I am in need of some help with philosophy and design of a continuous integration setup.
Our current CI setup uses buildbot. When I started out designing it, I inherited (well, not strictly, as I was involved in its design a year earlier) a bespoke CI builder that was tailored to run the entire build at once, overnight. After a while, we decided that this was insufficient, and started exploring different CI frameworks, eventually choosing buildbot. One of my goals in transitioning to buildbot (besides getting to enjoy all the whiz-bang extras) was to overcome some of the inadequacies of our bespoke nightly builder.
Humor me for a moment, and let me explain what I have inherited. The codebase for my company is almost 150 unique c++ Windows applications, each of which has dependencies on one or more of a dozen internal libraries (and many on 3rd party libraries as well). Some of these libraries are interdependent, and have depending applications that (while they have nothing to do with each other) have to be built with the same build of that library. Half of these applications and libraries are considered "legacy" and unportable, and must be built with several distinct configurations of the IBM compiler (for which I have written unique subclasses of Compile), and the other half are built with visual studio. The code for each compiler is stored in two separate Visual SourceSafe repositories (which I am simply handling using a bunch of ShellCommands, as there is no support for VSS).
Our original nightly builder simply took down the source for everything, and built stuff in a certain order. There was no way to build only a single application, or pick a revision, or to group things. It would launched virtual machines to build a number of the applications. It wasn't very robust, it wasn't distributable. It wasn't terribly extensible. I wanted to be able to overcame all of these limitations in buildbot.
The way I did this originally was to create entries for each of the applications we wanted to build (all 150ish of them), then create triggered schedulers that could build various applications as groups, and then subsume those groups under an overall nightly build scheduler. These could run on dedicated slaves (no more virtual machine chicanery), and if I wanted I could simply add new slaves. Now, if we want to do a full build out of schedule, it's one click, but we can also build just one application should we so desire.
There are four weaknesses of this approach, however. One is our source tree's complex web of dependencies. In order to simplify config maintenace, all builders are generated from a large dictionary.

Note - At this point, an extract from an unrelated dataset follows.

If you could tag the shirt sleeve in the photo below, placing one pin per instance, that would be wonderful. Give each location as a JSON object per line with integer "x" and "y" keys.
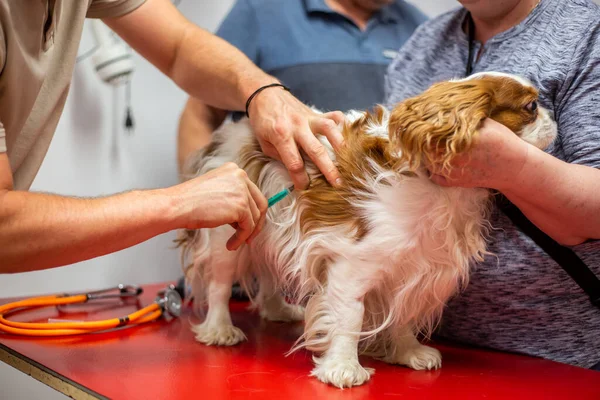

The dependencies are retrieved and built in a not-terribly robust fashion (namely, keying off of certain things in my build-target dictionary). The second is that each build has between 15 and 21 build steps, which is hard to browse and look at in the web interface, and since there are around 150 columns, takes forever to load (think from 30 seconds to multiple minutes). Thirdly, we no longer have autodiscovery of build targets (although, as much as one of my coworkers harps on me about this, I don't see what it got us in the first place). Finally, aformentioned coworker likes to constantly bring up the fact that we can no longer perform a full build on our local machine (though I never saw what that got us, either, considering that it took three times as long as the distributed build; I think he is just paranoically phobic of ever breaking the build).
Now, moving to new development, we are starting to use g++ and subversion (not porting the old repository, mind you - just for the new stuff). Also, we are starting to do more unit testing ("more" might give the wrong picture... it's more like any), and integration testing (using python). I'm having a hard time figuring out how to fit these into my existing configuration.
So, where have I gone wrong philosophically here? How can I best proceed forward (with buildbot - it's the only piece of the puzzle I have license to work on) so that my configuration is actually maintainable? How do I address some of my design's weaknesses? What really works in terms of CI strategies for large, (possibly over-)complex codebases?